這一瞬間,他的心猛地一縮,彷彿窒息。
這是,這是——
硃砂這時將眼睛朝君傾的肩膀上使勁地來回搓,同時像個孩子似的撒起嬌來道:“丞相大人,我的眼睛好疼,好疼啊……”
“別搓!”君傾著急地用手捧住硃砂的臉,讓她沒有辦法再將眼睛對著他的肩膀搓動,一臉的急切與心疼,“讓我看看,讓我看看你便不疼了。”
硃砂只覺自己的視線很模糊,就算屋子裡有火光,她也瞧不清眼前的君傾,就好像她的眼前蒙著一層厚厚的霧一樣,而且還是……血霧。
看不清君傾,硃砂便想抬手將這模糊了自己視線的淚水擦拭掉,然她堪堪抬起手便被君傾按下,同時一個翻身,將硃砂放平躺在**榻上,著急心疼卻又只能溫柔地哄道:“別動,聽話,不是眼睛疼麼,讓我替你看看。”
硃砂雖瞧不清就近在她眼前的君傾,可聽著君傾溫柔的聲音,她就像阿離小傢伙一般聽話,用力點了點頭便老老實實地躺著不動,甚至也如小傢伙一般聽話道:“那,那我不動,丞相大人幫我看看眼睛,真的很疼,還像有血色的霧氣蒙著了我的眼一樣。

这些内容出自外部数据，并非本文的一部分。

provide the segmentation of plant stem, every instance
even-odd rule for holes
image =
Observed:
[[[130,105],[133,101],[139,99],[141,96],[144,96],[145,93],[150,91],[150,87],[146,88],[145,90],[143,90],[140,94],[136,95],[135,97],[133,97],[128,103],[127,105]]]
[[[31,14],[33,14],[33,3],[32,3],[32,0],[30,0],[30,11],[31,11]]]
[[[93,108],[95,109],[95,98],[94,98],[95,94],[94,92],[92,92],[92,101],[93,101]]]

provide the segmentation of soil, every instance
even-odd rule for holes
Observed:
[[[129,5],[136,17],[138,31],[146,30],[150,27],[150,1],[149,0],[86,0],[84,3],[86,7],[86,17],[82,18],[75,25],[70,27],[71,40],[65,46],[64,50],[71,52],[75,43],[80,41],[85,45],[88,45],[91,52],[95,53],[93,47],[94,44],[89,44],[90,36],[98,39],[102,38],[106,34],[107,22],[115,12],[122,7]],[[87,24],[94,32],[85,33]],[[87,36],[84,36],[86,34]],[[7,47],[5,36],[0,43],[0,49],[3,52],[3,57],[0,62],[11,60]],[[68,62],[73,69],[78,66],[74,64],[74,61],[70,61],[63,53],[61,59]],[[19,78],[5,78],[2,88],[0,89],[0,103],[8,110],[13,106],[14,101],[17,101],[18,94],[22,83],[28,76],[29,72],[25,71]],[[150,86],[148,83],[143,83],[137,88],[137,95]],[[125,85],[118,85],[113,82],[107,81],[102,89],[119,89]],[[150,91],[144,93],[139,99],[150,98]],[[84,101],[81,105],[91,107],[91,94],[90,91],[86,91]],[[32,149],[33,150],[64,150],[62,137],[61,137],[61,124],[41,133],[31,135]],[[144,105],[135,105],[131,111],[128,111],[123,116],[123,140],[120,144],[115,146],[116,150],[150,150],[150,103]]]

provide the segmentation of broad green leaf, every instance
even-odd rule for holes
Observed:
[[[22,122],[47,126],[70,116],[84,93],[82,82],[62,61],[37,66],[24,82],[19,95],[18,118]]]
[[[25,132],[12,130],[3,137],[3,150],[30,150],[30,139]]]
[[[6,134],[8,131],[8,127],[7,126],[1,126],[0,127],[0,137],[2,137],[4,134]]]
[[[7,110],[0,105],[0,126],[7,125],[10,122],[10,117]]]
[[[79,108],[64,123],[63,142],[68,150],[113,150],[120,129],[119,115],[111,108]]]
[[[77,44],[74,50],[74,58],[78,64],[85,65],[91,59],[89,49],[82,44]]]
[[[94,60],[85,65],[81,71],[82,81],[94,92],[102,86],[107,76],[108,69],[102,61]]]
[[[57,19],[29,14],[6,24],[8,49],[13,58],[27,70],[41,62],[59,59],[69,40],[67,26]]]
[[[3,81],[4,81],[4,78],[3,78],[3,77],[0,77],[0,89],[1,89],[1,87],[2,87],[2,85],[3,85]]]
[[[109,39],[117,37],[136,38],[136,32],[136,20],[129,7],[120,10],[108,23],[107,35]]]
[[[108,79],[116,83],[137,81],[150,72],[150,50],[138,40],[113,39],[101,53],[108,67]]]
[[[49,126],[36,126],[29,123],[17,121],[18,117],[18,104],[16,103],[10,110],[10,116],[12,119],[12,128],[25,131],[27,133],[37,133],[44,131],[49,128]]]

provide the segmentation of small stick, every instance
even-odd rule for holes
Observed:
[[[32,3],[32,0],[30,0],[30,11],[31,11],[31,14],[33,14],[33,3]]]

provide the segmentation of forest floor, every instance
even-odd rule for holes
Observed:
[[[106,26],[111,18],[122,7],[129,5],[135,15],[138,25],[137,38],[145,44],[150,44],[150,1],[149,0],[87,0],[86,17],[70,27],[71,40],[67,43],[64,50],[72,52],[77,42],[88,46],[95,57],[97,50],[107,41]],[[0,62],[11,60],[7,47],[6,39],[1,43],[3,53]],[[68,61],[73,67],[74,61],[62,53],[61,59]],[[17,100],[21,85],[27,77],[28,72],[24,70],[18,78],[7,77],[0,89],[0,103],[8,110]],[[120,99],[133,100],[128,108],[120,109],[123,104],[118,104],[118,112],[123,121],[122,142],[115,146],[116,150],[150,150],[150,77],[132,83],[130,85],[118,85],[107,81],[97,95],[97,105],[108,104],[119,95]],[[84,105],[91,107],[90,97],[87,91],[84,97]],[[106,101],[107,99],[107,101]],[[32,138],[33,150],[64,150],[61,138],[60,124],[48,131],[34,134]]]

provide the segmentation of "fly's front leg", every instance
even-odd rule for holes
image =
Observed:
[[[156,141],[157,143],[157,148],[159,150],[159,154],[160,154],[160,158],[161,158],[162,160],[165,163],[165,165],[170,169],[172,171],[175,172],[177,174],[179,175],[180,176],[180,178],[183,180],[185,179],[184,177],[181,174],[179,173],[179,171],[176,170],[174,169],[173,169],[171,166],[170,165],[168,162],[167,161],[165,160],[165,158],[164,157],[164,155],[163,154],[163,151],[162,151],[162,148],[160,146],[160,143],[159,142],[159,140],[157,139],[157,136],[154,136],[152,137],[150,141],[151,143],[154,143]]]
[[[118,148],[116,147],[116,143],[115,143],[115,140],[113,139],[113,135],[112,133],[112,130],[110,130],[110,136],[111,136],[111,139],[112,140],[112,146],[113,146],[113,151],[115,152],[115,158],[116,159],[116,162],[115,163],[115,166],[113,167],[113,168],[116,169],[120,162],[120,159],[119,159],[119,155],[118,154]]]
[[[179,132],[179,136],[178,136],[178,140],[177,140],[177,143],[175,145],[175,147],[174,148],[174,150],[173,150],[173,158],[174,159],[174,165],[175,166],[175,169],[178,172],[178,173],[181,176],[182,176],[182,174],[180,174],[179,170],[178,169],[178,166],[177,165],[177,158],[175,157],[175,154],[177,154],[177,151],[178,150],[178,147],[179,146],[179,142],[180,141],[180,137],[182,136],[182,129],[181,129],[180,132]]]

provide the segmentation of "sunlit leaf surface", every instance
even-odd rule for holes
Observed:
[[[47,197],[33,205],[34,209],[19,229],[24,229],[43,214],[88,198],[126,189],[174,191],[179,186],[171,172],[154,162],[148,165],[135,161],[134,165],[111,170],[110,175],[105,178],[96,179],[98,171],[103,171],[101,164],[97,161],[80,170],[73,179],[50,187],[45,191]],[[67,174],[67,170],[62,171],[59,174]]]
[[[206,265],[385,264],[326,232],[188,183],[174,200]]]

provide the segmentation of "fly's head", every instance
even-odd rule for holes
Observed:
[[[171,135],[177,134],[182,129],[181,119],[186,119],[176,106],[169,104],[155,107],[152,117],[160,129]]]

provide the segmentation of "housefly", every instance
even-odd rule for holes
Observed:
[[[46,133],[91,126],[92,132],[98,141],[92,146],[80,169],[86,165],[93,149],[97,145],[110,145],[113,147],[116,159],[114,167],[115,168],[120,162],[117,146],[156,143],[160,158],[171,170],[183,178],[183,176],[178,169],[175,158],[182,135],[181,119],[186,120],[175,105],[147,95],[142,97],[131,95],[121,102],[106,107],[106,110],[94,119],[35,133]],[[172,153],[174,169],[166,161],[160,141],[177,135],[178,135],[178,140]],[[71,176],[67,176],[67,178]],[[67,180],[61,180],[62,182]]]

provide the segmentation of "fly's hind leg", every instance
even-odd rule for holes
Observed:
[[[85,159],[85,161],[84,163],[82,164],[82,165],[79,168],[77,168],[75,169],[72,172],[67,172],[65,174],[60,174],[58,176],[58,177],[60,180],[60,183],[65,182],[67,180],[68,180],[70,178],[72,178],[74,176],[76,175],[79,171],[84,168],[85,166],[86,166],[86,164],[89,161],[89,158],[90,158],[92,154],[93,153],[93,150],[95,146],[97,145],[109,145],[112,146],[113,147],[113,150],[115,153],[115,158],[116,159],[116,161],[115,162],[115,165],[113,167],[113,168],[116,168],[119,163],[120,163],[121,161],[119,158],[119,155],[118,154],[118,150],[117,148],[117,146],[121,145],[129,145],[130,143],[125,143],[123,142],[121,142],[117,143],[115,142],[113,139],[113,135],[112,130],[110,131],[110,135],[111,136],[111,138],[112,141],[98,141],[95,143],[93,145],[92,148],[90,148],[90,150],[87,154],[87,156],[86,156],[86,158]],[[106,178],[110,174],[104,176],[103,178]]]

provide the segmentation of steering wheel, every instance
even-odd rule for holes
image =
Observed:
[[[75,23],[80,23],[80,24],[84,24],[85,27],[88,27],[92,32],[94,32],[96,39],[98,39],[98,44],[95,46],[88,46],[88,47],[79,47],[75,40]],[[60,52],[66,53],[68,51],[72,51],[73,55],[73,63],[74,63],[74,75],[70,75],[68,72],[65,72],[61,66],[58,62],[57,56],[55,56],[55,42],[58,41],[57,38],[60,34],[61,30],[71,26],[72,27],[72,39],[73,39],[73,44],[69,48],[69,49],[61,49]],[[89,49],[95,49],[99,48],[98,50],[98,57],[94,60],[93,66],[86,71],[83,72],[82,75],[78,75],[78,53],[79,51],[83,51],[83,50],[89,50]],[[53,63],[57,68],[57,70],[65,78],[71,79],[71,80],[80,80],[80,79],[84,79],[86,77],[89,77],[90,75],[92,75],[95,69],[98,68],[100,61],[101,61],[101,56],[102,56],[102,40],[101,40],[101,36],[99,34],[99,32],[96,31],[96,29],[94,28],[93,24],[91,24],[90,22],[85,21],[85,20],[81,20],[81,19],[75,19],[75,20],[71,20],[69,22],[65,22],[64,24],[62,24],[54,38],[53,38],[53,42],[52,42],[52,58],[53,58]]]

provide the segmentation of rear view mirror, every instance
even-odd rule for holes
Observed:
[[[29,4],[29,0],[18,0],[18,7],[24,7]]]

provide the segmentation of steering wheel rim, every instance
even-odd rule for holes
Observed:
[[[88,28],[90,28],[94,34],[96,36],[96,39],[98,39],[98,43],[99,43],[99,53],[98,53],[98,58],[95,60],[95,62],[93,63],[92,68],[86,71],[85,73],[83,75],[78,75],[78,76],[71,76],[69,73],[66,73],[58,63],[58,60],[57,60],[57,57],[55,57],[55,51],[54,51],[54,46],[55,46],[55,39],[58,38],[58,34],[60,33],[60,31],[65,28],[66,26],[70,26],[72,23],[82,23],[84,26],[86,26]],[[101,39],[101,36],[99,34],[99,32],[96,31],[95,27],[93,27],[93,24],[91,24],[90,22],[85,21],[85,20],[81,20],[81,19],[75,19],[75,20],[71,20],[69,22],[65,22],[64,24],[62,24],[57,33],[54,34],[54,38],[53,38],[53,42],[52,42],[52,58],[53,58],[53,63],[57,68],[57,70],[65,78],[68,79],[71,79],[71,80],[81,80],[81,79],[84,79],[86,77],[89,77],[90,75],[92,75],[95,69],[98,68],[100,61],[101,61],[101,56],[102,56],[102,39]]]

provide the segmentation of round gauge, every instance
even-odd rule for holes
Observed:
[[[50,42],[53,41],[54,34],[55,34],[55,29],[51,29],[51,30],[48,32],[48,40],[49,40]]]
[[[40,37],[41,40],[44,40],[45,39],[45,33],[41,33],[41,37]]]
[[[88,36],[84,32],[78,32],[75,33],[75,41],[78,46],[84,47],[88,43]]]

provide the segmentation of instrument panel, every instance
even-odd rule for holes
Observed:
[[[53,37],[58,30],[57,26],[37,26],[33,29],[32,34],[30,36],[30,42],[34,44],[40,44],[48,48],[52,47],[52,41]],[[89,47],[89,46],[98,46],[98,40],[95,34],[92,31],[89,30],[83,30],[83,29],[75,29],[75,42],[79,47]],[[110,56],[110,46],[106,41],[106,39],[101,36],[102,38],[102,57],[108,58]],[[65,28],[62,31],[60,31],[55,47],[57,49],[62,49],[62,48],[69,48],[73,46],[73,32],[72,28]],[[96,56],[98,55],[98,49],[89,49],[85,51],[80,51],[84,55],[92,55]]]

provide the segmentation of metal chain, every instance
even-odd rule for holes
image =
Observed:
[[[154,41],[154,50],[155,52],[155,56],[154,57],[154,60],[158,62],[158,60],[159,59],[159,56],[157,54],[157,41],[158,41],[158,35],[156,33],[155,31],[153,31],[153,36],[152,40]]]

”
硃砂的話讓君傾扶在她臉頰上的手又是驀地一顫,他想將手移到硃砂的眼眶周圍輕撫一遭她的眼眶,可他的拇指指腹已經移到了硃砂的眼角,卻遲遲不敢碰上去,只怕弄疼了她。
“大人,眼睛真的好疼……”硃砂見君傾遲遲沒有動靜,她看不清他,她也不能抬手來搓,只能喚著君傾。
下一瞬,她便覺到有兩瓣冰涼貼到了她的右眼上眼瞼上來,驚得她立刻閉起了眼。
這是,是丞相大人的……吻?
不僅如此,硃砂還覺到君傾伸出舌尖輕柔緩慢地舔舐她的眼眶。
她的心怦怦直跳,身子緊繃,雙手緊緊抓住身下的褥子。
而君傾,嚐到的,不僅是鹹味,還有腥甜味。
血的腥甜味。
他在硃砂的眼眶上嚐到了血的腥甜味。
因為硃砂方才不由自已地流了淚。
然她眼眶裡流出的卻不是普通淚水,而是……血淚。
一個人,究竟流過多少的眼淚,才會淚化成血?
淚水枯涸,若還是止不住眼淚,那能流的,便只有血淚。
這證明,她哭過,並且哭得淚流成河,哭到再也流不出一滴水般的眼淚。
可他……卻從未見過她的眼淚。
他並未見她哭過。
他只見過她的笑,見過她的惆悵,卻獨獨沒有見過她的眼淚。
她是在從他身邊消失不見之後哭的,哭得肝腸寸斷,才會有血淚。
而他,卻不在她身邊。
硃砂緊張到了極致,君傾的心也疼到了極致。
他舌尖嚐到的血是腥甜的,可他卻覺苦澀無比。
就在硃砂緊張得將下唇緊咬得都快要咬出血來時,她驀地睜開眼,雙手抓住君傾雙肩的同時抬起右腿勾住君傾的腰,而後突然一個翻身,動作迅速地將君傾壓到了身下!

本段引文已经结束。